The new compound is part of contingency plans if large numbers of Palestinians manage to cross into Egypt and could accommodate more than 100,000 people, The Wall Street Journal reported on Thursday, citing Egyptian officials.

It is surrounded by concrete walls and far from any Egyptian settlements. Large numbers of tents have been delivered to the site, the report said.

Videos taken by the United Kingdom-based Sinai Foundation for Human Rights show trucks and bulldozers clearing debris from a plot of land of about 8sq miles (21sq km), according to The Washington Post, which obtained satellite images that show 2sq miles (5sq km) was cleared between February 6 and Wednesday.

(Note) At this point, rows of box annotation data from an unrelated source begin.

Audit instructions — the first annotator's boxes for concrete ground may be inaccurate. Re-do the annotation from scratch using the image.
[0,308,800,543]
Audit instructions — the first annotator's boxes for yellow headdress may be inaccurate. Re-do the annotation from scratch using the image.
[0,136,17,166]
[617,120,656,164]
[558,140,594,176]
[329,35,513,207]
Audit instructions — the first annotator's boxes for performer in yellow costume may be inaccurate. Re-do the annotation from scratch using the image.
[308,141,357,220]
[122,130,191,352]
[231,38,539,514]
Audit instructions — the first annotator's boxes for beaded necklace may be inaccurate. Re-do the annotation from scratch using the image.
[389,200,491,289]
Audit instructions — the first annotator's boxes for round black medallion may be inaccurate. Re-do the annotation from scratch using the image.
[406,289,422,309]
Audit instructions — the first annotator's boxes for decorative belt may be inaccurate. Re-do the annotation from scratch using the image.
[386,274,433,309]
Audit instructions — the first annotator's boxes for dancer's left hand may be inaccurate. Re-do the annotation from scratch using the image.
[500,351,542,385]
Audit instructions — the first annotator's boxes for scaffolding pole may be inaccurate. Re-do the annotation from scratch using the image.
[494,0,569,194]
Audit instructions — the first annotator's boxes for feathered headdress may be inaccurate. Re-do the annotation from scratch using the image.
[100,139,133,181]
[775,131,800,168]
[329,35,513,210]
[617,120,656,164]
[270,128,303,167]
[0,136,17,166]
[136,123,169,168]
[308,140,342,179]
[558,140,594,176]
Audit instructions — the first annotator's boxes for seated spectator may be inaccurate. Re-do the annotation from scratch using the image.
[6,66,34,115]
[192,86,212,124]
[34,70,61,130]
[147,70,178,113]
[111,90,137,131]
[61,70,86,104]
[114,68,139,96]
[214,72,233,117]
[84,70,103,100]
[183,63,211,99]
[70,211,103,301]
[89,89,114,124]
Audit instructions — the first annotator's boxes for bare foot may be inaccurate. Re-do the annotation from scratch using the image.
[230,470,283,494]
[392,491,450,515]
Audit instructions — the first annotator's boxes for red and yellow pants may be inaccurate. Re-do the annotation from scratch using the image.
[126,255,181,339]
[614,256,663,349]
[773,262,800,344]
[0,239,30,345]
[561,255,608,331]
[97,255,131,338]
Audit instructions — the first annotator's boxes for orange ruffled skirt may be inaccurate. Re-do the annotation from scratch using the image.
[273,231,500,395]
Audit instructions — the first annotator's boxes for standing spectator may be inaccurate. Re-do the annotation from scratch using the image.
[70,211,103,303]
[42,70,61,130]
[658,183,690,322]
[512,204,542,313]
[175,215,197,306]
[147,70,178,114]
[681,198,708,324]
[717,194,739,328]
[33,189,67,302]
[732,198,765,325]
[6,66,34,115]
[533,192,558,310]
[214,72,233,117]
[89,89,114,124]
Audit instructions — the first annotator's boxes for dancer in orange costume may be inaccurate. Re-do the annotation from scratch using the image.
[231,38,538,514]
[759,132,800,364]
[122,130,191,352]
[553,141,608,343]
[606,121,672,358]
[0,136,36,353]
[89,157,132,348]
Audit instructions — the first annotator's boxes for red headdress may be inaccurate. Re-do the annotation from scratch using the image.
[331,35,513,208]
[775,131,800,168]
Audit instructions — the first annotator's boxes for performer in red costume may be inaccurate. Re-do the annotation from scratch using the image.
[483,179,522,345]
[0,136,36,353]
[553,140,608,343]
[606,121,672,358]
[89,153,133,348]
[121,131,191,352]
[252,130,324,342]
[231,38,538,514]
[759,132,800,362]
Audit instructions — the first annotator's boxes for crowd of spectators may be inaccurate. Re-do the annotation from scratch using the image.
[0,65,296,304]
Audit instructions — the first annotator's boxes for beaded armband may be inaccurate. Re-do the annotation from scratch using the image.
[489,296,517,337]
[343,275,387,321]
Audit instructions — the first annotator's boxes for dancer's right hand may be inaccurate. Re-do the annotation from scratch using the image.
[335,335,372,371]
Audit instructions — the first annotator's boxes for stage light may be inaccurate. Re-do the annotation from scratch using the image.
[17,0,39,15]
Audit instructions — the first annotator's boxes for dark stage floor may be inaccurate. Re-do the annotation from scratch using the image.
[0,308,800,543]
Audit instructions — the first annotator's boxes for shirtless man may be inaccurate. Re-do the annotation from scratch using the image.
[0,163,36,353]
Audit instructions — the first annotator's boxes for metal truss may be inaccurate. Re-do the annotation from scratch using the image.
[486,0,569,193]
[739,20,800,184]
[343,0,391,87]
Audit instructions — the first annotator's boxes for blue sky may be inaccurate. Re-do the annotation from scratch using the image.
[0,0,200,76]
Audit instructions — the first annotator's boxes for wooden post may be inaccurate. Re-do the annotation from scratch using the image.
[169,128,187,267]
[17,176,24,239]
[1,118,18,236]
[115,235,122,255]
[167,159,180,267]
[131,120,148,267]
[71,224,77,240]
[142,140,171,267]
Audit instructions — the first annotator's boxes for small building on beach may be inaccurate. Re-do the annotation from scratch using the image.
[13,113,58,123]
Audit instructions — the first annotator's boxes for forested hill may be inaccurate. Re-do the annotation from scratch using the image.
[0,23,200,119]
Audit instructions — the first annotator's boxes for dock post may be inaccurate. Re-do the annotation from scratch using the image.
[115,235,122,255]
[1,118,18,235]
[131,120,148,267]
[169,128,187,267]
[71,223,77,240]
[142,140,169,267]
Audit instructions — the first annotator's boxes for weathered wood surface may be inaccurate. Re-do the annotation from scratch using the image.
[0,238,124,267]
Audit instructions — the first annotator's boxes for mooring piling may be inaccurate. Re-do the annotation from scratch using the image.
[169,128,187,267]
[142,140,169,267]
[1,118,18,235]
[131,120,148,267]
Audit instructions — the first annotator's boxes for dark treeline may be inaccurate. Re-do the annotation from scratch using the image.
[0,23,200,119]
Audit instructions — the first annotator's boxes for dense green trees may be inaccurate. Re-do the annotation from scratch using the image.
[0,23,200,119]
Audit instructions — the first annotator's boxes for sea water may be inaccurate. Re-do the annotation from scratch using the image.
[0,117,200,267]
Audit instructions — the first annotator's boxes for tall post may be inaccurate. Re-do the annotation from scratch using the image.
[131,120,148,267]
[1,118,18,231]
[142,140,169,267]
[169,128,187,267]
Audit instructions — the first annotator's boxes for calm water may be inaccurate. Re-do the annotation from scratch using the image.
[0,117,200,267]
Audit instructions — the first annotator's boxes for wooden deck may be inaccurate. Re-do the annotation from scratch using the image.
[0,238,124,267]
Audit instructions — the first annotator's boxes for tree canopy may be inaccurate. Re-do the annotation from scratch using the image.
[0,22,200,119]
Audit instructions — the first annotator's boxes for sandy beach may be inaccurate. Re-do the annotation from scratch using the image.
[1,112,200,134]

Mohamed Abdelfadil Shousha, the governor of North Sinai, the Egyptian governorate that borders Gaza and Israel, has reportedly denied that Egypt is building a refugee camp along the border in case of an exodus by Palestinians forced by the Israeli military.

The Sinai Foundation, an activist organisation that has a monitoring team in northern Sinai, said in a report this week that the gated area will be surrounded by 7-metre-high (23ft-high) cement walls.

The UN’s high commissioner for refugees said on Friday that a mass movement of people from Rafah into Egypt’s Sinai would be a disaster for Palestinians and prospects for peace in the Middle East.

“It would be a disaster for the Palestinians … a disaster for Egypt and a disaster for the future of peace,” Filippo Grandi told the Reuters news agency of Israel’s planned ground invasion of Rafah.

When asked whether Egyptian authorities had contacted the UNHCR about possible contingency plans he said: “The Egyptians said that people should be assisted inside Gaza and we are working on that.”

Israel has said it wants to take over the Philadelphi Corridor, the fortified border area between Gaza and Egypt, to secure it. Egypt has threatened that this would jeopardise the peace treaty the two countries signed four decades ago.

Cairo has emphasised that it does not want Palestinians to be displaced from their land by Israel, comparing such a scenario to the 1948 Nakba, the forced displacement of about 750,000 Palestinians from their homes in the war that led to Israel’s creation.

Tel Aviv’s insistence on going ahead with its planned attack on Rafah despite international pressure has been unshaken even though the area is where 1.4 million Palestinians are living, the vast majority of whom have been forcibly displaced – some multiple times – by Israeli bombardments and ground operations.

Palestinians displaced to Rafah are suffering from a lack of sufficient shelter, food, water and medicine, and the United Nations and human rights groups have warned that the humanitarian disaster in the besieged enclave is rapidly worsening.

Israeli Prime Minister Benjamin Netanyahu has ordered the army to work on a plan of evacuation for more than half of the 2.3 million people of the Gaza Strip who are now crammed into Rafah, but has provided no detailed steps.

He has suggested Palestinians could be sent to areas north of Rafah that the Israeli military has already cleared through a ground invasion backed by bombings.

Avi Dichter, Israel’s minister of agriculture and rural development, has suggested areas west of Rafah and the bombed al-Mawasi refugee camp near the Mediterranean coast, where many are already sheltering.

But UN humanitarian aid chief Martin Griffiths said on Thursday that it would be an “illusion” to believe that people in Gaza could be evacuated to a safe place.